Although this study was able to address how molecular epidemiological surveillance can be used to enhance routine surveillance data in Beijing, there remain some limitations that deserve further discussion. First, a certain percentage of the respondents left several items in the questionnaire unanswered, which may lead to problems in identifying the possible sources of infection. We will strive to enhance the response rate in the future. Second, only a low proportion of the samples could be sequenced, which may be due to the length of time between disease onset and the sampling. Future studies should optimize the sampling process and shorten the sampling time. Moreover, a uniform anti-HAV IgM test will be needed in the future to avoid false-positive tests in different hospitals. Third, the new surveillance system has only been established for one year, and further studies are needed to develop a more comprehensive view of HAV infection in Beijing. Despite these problems, the new molecular epidemiological surveillance still could help inform possible clusters of outbreaks. Future studies should improve the response rate of the questionnaire and improve the proportion of the sequenced samples.

Conclusions

In summary, the incidence rate of HAV in Beijing is low.
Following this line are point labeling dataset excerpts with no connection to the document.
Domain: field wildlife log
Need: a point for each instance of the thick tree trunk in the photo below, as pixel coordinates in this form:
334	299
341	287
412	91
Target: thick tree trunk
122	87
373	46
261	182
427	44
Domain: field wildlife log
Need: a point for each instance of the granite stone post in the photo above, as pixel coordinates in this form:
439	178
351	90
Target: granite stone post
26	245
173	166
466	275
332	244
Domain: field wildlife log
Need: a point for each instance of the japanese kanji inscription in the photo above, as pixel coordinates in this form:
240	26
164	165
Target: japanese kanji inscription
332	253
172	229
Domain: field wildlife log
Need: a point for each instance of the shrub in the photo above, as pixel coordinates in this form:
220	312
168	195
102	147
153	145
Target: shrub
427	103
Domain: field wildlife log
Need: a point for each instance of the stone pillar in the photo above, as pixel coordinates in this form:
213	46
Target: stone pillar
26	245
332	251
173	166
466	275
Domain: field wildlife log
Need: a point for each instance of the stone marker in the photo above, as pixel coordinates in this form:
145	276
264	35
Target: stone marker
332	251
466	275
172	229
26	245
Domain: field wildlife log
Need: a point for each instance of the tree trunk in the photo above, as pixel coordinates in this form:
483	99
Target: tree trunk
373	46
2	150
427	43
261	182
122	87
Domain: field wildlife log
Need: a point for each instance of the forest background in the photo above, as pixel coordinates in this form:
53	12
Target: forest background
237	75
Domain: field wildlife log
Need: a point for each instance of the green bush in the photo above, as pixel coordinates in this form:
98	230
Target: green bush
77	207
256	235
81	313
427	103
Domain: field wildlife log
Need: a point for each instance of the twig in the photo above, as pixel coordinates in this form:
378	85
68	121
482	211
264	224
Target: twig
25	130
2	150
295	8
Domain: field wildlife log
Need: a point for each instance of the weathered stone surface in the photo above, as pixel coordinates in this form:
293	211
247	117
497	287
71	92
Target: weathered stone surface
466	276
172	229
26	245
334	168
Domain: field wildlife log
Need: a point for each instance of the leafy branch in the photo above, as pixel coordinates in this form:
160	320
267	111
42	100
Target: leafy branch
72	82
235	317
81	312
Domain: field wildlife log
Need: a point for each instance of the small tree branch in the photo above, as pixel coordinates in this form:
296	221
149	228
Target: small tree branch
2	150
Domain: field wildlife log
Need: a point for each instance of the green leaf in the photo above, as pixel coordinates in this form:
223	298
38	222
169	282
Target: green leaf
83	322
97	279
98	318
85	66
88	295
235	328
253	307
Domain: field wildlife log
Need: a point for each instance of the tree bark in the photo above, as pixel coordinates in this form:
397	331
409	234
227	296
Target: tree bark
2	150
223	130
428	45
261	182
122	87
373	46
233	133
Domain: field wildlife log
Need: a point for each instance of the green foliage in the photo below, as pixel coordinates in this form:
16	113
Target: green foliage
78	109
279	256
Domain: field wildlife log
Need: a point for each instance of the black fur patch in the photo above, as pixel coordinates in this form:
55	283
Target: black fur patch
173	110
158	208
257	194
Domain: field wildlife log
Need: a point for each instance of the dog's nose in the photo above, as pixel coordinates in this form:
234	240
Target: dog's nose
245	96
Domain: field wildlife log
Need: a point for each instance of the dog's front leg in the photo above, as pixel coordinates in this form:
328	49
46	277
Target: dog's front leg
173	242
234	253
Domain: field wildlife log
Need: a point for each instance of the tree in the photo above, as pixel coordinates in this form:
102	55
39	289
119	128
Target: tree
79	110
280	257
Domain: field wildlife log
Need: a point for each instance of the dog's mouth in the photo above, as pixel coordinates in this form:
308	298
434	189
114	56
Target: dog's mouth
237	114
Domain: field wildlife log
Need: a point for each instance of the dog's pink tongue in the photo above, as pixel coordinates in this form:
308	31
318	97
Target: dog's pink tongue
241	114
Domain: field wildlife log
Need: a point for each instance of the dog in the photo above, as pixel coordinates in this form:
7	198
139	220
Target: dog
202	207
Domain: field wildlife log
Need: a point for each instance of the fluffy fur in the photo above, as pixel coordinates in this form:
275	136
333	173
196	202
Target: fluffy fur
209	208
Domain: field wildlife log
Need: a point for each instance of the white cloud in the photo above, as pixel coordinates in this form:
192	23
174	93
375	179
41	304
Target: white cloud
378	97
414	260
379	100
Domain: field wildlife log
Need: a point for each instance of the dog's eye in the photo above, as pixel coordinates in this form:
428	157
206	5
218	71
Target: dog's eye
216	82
Most of the patients presented clinical symptoms. Contaminated food consumption was the primary potential source of infection. The main HAV genotypes were IA and IB. The incorporation of molecular epidemiology into the routine surveillance system and the description of possible clustered outbreaks using these molecular techniques can be used to provide information for controlling HAV transmission. An effective surveillance system should include valid case background data, high-quality specimens, and sensitive detection methods. To establish a more effective surveillance system, we should strive to improve the data and specimen quality, and adopt a sensitive method.